Hereby a very interesting paper about future techniques to fight back DoS.
The first proposal is very interesting since it will help ISP to detect in a real time manner from which access point (other ISP or customer) a DoS flow is coming from. It could help to configure ISP border Frw &/or identify the source.

The second one is a bit more funny. Taxing some CPU to the client that connect you. I think that introduce a greater risk than it resolve. Imagine u connect a hacker site solliciting ur CPU doing some stuff or denying u... brrr

Full article here

In two papers presented at the IEEE Symposium on Security and Privacy here, the graduate students suggested simple modifications to network software that could defeat denial-of-service attacks and that could be implemented in the current protocol used by the Internet. In two papers presented at the IEEE Symposium on Security and Privacy here, the graduate students suggested simple modifications to network software that could defeat denial-of-service attacks and that could be implemented in the current protocol used by the Internet.
[...]
1-The proposal takes advantage of largely unused bits in the headers of network traffic--the digitized address information attached to each electronic message--to fingerprint data based on the route the information took through a network. A victim suffering from an onslaught of data could use the fingerprint, or path-identifier number, to decide whether the traffic from certain regions of the Internet should be blocked by its Internet service provider.
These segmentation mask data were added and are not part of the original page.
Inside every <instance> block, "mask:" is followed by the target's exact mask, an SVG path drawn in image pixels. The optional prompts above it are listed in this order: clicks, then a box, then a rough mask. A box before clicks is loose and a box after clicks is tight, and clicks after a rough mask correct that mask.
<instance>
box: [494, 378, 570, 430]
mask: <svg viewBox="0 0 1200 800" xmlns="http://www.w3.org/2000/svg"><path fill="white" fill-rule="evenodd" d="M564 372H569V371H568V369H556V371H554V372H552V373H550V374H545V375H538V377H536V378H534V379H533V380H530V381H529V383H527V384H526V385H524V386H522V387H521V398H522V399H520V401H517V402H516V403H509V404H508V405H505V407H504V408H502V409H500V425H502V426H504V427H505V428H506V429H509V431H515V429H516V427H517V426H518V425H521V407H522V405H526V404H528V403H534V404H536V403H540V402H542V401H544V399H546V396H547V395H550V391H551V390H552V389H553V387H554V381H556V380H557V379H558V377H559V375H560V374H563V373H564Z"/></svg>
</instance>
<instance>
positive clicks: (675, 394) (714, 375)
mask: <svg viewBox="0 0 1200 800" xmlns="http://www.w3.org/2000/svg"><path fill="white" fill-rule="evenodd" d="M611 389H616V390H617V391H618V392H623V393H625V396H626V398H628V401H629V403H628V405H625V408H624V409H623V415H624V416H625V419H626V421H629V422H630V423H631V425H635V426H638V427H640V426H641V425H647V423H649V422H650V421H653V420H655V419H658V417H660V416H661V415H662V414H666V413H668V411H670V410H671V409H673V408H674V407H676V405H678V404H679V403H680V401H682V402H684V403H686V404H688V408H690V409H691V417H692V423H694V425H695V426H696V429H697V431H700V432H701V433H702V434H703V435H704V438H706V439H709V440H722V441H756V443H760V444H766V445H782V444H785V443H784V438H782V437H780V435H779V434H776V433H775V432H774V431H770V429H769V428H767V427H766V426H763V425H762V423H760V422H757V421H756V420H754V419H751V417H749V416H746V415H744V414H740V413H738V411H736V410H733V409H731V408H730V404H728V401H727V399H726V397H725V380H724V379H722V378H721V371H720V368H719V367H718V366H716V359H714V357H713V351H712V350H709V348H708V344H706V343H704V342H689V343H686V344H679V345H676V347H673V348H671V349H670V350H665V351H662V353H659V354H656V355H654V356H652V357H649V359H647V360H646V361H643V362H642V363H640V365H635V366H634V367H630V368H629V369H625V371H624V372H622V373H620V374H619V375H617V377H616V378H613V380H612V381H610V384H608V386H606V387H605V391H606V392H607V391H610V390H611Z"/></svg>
"Even when the total attack traffic is 170 times the legitimate traffic, 60 percent of a server's capacity is still allocated to legitimate users," Yaar said after his presentation.

[...]
2-The second presentation, also by a graduate student at Carnegie Mellon, proposes that servers use "puzzles"--problems that take a certain amount of processing time to solve--as a means of taxing any computer that tries to communicate with the server. Such a technique, which has also been suggested as a way to defeat spammers who send unsolicited mass e-mail, would help defend against denial-of-service attacks that attempt to tie up a victim server's memory with hundreds or thousands of connections.

[...]

"Our mechanism enables each client to 'bid' for resources by tuning the difficulty of the puzzles it solves and to adapt its bidding strategy in response to apparent attacks," Wang stated in the paper that outlined his findings.